STATISTICALLY, young people go from being the safest people on the road to the most at risk of an accident the moment they get their P-plates.
There are a lot of reasons for this, but chiefly it’s inexperience.
In an effort to prepare young drivers for the challenges they’ll face when they hit the road on their own, Vicroads are trying to educate young drivers as soon as possible.
That’s why year 11 students at Catholic College took time out for the Fit to Drive program on Thursday afternoon.
The program, which will also be heard by students at Victory Lutheran College and Wodonga Senior Secondary College next week, seeks to empower young people to speak up when they think their peers are driving in an unsafe way.
Workshop leader Ruth Luxford said it was important to reach students who were likely to get their licence in the next 12 months.
We focus on speaking up before it’s too late, strategies and phrases to get yourselves out of a risky situation of you do find yourself in one.Ruth Luxford
“The key messages are that it’s everybody’s responsibility to keep themselves, their mates, their family, safe on the roads,” he said.

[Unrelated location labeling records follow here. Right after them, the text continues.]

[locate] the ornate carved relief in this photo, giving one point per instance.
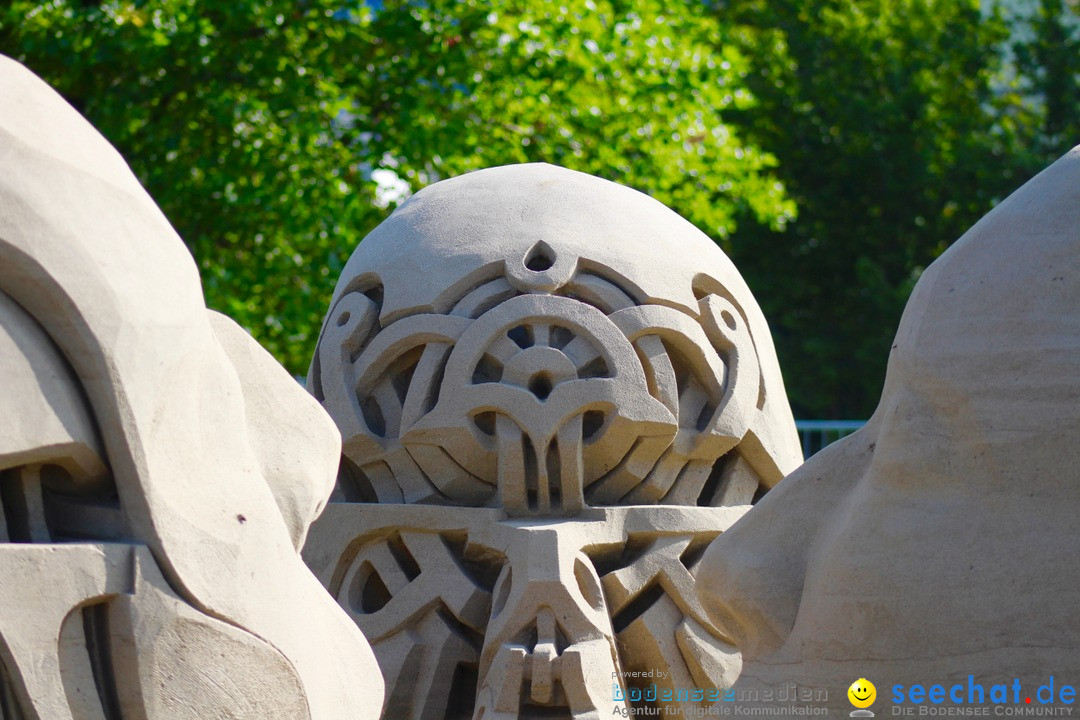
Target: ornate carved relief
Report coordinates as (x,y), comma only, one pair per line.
(582,429)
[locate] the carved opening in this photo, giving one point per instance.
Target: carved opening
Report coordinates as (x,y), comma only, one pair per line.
(485,422)
(707,496)
(540,385)
(462,697)
(540,258)
(501,591)
(522,336)
(95,624)
(10,708)
(353,486)
(591,423)
(403,557)
(554,476)
(588,584)
(373,416)
(531,473)
(488,369)
(594,368)
(636,608)
(368,594)
(561,337)
(694,552)
(21,498)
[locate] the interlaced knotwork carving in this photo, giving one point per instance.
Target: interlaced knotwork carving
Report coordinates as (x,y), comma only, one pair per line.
(538,398)
(581,396)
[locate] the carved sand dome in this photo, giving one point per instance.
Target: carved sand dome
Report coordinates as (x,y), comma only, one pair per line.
(541,339)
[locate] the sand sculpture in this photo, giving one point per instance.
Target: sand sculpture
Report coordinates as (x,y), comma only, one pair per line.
(941,543)
(553,392)
(159,469)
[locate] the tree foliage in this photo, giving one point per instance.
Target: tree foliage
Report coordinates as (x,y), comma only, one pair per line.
(265,128)
(832,147)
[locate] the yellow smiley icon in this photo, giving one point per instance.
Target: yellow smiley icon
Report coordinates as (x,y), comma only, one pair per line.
(862,693)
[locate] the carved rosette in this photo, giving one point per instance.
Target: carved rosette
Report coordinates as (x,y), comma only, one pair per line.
(537,398)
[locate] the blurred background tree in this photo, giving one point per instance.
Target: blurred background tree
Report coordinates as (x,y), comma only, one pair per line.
(832,147)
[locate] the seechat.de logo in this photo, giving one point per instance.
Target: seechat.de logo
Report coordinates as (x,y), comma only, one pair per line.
(862,693)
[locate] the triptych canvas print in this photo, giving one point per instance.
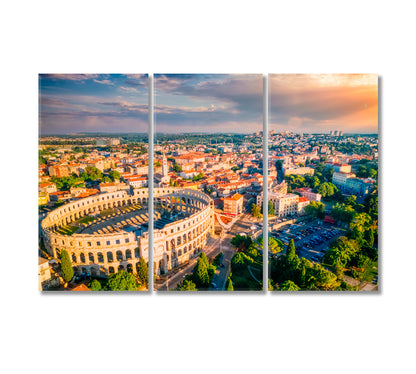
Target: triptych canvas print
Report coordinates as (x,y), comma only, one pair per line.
(184,195)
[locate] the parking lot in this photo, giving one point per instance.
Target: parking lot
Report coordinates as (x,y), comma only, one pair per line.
(311,239)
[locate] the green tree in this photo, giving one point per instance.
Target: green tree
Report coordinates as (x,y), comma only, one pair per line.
(95,285)
(92,173)
(326,189)
(315,209)
(359,225)
(122,281)
(187,285)
(66,266)
(291,250)
(275,246)
(340,252)
(114,174)
(289,286)
(177,168)
(255,211)
(198,177)
(343,212)
(270,208)
(143,272)
(242,242)
(200,273)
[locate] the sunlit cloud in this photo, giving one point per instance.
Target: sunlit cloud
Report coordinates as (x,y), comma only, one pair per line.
(320,103)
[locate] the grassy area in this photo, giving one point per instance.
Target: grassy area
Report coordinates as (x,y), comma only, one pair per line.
(68,230)
(370,271)
(243,280)
(85,220)
(108,212)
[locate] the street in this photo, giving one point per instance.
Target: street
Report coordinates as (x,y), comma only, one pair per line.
(214,246)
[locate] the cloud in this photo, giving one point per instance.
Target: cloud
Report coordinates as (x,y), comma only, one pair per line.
(208,102)
(70,77)
(343,101)
(104,81)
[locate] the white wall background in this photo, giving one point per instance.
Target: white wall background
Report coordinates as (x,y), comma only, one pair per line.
(311,333)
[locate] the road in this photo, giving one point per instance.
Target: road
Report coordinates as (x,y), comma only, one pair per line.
(214,246)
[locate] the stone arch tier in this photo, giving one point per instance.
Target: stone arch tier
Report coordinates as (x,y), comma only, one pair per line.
(107,253)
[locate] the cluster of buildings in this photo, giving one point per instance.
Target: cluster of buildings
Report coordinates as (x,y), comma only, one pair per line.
(231,179)
(284,203)
(65,162)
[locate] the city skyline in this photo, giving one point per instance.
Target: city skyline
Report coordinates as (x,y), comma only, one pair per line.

“This program helps empower students to do that.
“We focus on speaking up before it’s too late, strategies and phrases to get yourselves out of a risky situation if you do find yourself in one.”
Speed, distraction, drink driving and mobile phones have been identified as four of the key contributors to accidents involving young drivers.
Ms Luxford said while peer pressure was often negative, in a road safety context it could be used to a more positive effect.
“It is up to passengers to speak up if they feel unsafe,” she said.
“We do focus on positive and negative peer pressure in the context of keeping yourself safe in the car.
“People think it’s out of my hands now, I’m not driving, but it can have a real impact if you speak up.
“We also have a lot of strategies for avoiding getting in the car in the first place, the other options.”
CCW student Madi Bryant said it had been an interesting seminar.
“It’s kind of fascinating, we learned a lot of new things about road rules, things like wipe off five,” she said.
“It’s the small things that can make a really big difference.”